Depois de tentar em vão atrair o filho para um estágio no Tribunal da Justiça e temeroso de que, no Rio de Janeiro, por falta do que fazer, acabaria passando o dia no “píer” de Ipanema fumando maconha com más companhias, o pai de Marcos resolveu alugar uma casa em Teresópolis e convidar o amiguinho Afonso para passar as férias com eles. O pai subia a serra nas quintas-feiras de noite, retornando ao Rio nas segundas de madrugada. Marcos e Afonso, porém, não permaneciam sozinhos; cozinhava e arrumava a casa uma velha empregada, trabalhando para a família desde o tempo em que a mãe de Marcos era viva.

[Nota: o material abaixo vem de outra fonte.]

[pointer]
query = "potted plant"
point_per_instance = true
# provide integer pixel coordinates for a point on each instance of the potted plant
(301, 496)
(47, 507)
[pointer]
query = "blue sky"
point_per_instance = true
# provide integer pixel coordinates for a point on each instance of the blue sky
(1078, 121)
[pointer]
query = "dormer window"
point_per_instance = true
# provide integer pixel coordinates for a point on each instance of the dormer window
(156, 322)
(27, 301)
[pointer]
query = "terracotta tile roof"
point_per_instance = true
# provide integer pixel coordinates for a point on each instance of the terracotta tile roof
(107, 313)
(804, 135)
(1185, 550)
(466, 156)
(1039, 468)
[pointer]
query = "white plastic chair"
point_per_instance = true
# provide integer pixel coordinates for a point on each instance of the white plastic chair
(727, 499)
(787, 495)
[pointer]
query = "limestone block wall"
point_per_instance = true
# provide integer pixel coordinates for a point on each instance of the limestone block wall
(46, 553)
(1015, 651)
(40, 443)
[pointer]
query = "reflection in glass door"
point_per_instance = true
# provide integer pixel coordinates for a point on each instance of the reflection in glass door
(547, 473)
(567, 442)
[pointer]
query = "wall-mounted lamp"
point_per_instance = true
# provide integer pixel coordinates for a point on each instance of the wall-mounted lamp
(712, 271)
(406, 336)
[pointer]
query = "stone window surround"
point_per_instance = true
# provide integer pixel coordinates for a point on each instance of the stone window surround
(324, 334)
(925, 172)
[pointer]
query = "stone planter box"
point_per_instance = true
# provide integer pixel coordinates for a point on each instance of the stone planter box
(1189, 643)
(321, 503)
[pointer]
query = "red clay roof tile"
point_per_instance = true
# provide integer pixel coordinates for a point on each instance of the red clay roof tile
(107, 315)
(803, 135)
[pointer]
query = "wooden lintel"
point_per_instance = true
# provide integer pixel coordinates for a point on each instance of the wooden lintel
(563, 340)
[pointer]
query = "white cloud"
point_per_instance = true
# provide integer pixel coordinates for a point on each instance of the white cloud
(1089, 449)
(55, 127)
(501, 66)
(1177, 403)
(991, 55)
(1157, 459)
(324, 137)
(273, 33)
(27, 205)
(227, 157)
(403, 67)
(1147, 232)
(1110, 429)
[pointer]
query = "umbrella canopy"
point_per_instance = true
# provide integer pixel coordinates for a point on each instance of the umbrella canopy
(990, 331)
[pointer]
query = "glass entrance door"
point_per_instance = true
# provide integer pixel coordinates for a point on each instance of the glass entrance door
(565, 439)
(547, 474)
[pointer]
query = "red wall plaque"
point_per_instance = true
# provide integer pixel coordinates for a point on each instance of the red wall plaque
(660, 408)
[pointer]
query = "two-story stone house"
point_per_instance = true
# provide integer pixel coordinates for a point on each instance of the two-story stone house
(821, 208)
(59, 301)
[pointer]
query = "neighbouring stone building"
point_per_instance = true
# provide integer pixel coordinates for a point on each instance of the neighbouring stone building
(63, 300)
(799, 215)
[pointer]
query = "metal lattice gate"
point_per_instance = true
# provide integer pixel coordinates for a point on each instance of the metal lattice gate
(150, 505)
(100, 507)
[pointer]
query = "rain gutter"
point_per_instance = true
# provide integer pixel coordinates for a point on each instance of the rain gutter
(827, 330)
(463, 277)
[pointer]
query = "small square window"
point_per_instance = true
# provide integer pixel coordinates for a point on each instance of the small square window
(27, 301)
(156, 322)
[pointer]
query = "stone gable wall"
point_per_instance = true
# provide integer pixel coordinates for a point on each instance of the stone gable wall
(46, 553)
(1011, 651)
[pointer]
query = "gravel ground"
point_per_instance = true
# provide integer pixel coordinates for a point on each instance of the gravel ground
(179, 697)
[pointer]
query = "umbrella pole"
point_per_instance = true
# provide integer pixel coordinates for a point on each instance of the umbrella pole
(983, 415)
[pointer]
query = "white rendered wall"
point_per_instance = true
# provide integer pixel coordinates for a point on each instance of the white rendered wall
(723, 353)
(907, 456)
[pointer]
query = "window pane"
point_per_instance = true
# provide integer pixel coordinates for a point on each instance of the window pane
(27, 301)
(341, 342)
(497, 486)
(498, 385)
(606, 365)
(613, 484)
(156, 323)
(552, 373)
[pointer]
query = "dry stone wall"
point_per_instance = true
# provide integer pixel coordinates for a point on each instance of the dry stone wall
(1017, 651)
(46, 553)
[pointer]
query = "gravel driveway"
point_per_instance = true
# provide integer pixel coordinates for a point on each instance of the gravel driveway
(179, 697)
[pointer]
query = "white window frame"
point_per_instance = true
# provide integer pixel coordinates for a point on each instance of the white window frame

Transportemo-nos para uma tarde chuvosa de terça-feira, duas semanas depois de iniciadas as férias. As notícias do Rio de Janeiro eram desoladoras: chovia muito e os técnicos da SURSAN previam desmoronamentos de encostas. O frenesi pré-natalino não contagiara os quatro rapazes, talvez por estarem na idade de contestar, e não de aderir. Jogavam animada partida de pôquer a um cacife barato para matar o tempo. Renato mostrava-se visivelmente irritado: já perdera o primeiro cacife e estava na iminência de perder o segundo. Parecia perseguido pela urucubaca. Já na terceira rodada, tendo recebido quatro cartas de espadas, resolvera tentar o flush. Devolveu a dama de paus destoante e qual não foi sua surpresa ao ser agraciado com a carta de espadas faltante! Começou apostando timidamente, para os adversários não desconfiarem. Debalde: Afonso e Marcos logo caíram fora. Daniel, entretanto, persistia. Renato apostava dez, Daniel dobrava a aposta. “Deve estar com four e pensando que tenho full hand”, imaginou Renato, não despregando os olhos da montanha de fichas sobre a mesa que engrossaria o seu patrimônio. Mas seus planos não se concretizaram: Daniel possuía royal straight flush (que, no Brasil, se pronuncia erradamente como royal street flash), combinação de seqüência com flush tão improvável, que, nos filmes de faroeste, resulta em tiroteio. Naquela tarde cinzenta, o destino parecia empenhado em perseguir Renato. Duas rodadas depois do desastre, foi brindado com four. “Agora vou à forra”, pensou. Qual o quê: apostava dez, Daniel dobrava. Outras vinte, Daniel revidava com “suas vinte mais trinta”. Empenhada uma terça parte do capital, o medo falou mais alto. “Melhor perder uma parte a perder tudo”, raciocinou. E abandonou a rodada, presenteando Daniel com outra vitória.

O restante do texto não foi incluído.